The ACLU is demanding U.S. District Judge Dana Sabraw, who ordered the government to reunify most separated families by Thursday, to block the administration from deporting any parents until they have had at least seven days post-reunification to talk to their children and an attorney about “what might be the most consequential decision of their lives.” After keeping parents and children apart for months with little communication, the filing argues, “the Government should not now be able to argue that it cannot wait a mere 7 days to remove these families, so that they can be advised on their life-altering decisions.”

With more than 100 pages of testimony gathered by the ACLU’s attorneys at immigration detention centers, the filing argues that the separated parents are currently not receiving due process despite Judge Sabraw’s ruling in their favor. The ACLU is representing parents of separated immigrant families in the class action lawsuit.

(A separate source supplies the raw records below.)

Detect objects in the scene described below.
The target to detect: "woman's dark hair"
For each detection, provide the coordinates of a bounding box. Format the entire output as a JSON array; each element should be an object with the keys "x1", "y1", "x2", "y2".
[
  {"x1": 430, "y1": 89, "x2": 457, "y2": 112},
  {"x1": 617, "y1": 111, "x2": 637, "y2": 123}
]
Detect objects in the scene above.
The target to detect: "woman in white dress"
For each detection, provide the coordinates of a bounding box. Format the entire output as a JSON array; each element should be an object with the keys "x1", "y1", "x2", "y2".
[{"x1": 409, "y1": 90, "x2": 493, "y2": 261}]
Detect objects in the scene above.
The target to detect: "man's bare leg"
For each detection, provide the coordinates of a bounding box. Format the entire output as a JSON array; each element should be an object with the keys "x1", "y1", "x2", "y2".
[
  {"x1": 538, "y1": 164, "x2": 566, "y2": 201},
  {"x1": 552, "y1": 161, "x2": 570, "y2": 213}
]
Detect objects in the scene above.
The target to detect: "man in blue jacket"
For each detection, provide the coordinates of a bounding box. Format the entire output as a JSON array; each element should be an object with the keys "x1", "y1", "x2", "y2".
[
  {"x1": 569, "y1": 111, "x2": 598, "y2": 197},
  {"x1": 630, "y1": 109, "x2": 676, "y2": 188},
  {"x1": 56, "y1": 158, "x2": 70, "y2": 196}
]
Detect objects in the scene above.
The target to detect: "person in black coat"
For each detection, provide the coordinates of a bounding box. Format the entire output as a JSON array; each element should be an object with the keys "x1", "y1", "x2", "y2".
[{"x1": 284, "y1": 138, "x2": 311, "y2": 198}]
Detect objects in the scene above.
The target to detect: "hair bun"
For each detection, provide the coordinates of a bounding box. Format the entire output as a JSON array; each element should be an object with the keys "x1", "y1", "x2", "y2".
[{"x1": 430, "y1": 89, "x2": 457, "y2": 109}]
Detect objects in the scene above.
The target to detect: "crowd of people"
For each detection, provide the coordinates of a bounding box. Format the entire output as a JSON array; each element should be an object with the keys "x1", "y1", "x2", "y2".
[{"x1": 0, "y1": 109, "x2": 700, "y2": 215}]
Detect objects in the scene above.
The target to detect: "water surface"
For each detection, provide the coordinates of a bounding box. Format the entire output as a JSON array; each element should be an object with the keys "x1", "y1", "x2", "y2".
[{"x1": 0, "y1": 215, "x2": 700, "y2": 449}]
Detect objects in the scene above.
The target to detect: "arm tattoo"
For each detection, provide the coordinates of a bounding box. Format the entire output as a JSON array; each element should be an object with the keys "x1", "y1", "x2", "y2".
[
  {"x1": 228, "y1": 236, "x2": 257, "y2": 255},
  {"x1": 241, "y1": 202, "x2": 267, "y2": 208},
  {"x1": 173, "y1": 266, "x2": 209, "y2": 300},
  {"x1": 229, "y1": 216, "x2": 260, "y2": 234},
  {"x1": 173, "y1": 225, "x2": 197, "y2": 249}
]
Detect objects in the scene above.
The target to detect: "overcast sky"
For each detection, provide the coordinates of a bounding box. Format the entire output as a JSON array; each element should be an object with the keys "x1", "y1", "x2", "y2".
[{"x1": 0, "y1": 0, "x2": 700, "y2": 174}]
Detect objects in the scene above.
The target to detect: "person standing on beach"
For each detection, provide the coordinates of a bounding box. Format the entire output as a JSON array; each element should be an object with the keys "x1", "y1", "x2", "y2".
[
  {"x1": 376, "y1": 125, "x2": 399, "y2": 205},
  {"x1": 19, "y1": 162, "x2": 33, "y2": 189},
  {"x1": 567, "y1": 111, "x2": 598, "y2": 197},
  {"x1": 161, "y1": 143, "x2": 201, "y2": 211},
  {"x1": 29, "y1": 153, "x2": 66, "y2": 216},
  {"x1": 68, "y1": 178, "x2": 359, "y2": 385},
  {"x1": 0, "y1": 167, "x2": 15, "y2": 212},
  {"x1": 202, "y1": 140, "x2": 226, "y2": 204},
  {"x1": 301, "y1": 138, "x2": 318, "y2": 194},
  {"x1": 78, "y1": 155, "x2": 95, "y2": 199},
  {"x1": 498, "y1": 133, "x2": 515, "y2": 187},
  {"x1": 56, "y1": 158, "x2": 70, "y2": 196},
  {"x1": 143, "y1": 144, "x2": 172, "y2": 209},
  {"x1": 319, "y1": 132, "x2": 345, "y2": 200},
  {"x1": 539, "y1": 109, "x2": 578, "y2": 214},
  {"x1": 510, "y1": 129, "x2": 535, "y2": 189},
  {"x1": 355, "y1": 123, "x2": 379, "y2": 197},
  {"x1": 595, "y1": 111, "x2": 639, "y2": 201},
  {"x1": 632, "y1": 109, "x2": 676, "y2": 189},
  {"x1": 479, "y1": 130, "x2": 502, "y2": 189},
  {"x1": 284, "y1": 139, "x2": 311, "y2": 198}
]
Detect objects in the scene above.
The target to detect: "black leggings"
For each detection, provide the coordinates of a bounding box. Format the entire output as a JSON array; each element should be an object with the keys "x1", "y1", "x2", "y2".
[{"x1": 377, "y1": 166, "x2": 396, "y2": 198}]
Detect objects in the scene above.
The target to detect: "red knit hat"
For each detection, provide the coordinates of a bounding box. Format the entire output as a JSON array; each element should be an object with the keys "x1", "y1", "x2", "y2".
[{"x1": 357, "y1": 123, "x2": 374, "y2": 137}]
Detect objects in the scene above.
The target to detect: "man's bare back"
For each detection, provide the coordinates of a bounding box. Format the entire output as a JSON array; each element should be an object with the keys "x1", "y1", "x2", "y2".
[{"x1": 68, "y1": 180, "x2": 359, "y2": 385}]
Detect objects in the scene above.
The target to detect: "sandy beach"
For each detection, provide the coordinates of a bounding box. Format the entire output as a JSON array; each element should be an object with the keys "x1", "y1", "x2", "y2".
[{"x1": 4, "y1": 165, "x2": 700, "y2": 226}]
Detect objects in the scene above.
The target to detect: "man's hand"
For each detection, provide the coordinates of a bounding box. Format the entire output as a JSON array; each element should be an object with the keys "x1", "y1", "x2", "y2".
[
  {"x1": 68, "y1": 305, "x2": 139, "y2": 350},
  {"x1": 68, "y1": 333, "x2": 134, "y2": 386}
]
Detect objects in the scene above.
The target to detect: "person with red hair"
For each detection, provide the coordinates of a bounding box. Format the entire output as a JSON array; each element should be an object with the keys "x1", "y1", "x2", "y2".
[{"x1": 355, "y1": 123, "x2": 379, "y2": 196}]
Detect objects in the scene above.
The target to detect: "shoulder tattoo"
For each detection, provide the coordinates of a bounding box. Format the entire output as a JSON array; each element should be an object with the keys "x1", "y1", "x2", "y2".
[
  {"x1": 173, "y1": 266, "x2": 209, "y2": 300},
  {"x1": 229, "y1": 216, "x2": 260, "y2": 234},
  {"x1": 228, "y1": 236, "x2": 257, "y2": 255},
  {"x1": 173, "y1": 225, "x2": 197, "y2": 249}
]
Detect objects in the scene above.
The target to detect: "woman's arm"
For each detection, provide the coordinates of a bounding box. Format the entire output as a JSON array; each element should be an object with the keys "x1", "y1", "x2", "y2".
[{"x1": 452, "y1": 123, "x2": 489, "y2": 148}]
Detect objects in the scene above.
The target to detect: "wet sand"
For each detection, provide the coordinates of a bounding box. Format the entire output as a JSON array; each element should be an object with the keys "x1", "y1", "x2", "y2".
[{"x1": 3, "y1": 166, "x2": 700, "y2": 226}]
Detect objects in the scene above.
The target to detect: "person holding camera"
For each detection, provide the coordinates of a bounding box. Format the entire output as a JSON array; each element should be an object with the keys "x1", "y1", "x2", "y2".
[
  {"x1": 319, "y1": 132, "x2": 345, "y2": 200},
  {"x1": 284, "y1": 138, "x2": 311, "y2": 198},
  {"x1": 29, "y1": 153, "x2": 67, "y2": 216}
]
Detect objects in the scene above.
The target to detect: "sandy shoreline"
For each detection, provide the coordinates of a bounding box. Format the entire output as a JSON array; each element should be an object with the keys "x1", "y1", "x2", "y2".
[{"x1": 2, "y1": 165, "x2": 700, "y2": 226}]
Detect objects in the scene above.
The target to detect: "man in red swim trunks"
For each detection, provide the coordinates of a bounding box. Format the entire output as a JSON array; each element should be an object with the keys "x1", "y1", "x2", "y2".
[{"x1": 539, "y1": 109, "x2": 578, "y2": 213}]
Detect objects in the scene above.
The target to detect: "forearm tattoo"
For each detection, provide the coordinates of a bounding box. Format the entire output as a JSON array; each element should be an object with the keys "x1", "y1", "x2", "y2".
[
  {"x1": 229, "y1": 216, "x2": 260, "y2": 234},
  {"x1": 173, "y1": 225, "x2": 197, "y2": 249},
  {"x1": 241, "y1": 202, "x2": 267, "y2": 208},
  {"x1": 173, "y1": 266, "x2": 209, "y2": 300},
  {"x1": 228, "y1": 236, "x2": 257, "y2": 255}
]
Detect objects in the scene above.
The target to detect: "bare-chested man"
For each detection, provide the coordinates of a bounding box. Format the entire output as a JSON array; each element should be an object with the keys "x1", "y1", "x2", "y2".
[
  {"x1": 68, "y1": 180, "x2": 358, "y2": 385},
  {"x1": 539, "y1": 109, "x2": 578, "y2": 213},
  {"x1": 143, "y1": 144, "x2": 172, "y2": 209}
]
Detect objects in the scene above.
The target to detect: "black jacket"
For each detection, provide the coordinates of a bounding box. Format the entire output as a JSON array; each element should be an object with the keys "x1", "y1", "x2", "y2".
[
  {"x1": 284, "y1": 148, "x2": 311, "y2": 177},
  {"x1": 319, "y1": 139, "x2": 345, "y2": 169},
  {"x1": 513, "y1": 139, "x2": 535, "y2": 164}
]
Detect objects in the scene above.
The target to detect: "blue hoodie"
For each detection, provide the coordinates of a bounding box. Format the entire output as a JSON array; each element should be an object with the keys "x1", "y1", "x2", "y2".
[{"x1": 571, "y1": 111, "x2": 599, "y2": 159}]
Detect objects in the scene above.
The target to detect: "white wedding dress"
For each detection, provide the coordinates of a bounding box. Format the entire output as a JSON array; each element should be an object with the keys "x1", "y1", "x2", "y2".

The Trump administration is presenting the parents with a court-ordered form describing their rights under the class action lawsuit and giving them choice between leaving their child in the U.S., being deported as a family, or staying and seeking asylum. But the ACLU says many parents were given the form in a language they do not speak, were given mere minutes to make the decision, and were told incorrectly that their right to be reunited with their child was conditioned on them dropping their asylum claims.

Aaron Reichlin-Melnick, an attorney with the American Immigration Council, said in an affidavit submitted to the court that out of the more than 90 parents his team interviewed over the last few days, 52 had signed papers giving up their right to get their children back. Several had been given the forms in a language they do not speak.

“Many of these individuals indicated that they felt coerced into relinquishing their rights,” he wrote. “Still others appeared totally unaware that they had done so. Indeed, some individuals were adamant that they had signed a paper that said they had chosen to be reunited with their children.”

The ACLU warns that unless the judge intervenes, deportations without informed consent are sure to spike in the coming days. With the Trump administration rushing to reunify families by the Thursday deadline, hundreds of families will be arriving at once at the family detention centers in Texas designated to receive them, and hundreds have final orders of removal. There, they can only meet with attorneys within certain hours and when there is space available — one facility has only five rooms for attorney-client consultations.

A week is necessary post-reunification, the ACLU argues, because “sometimes initial meetings are too difficult because the parents are too traumatized to even receive basic advisals.”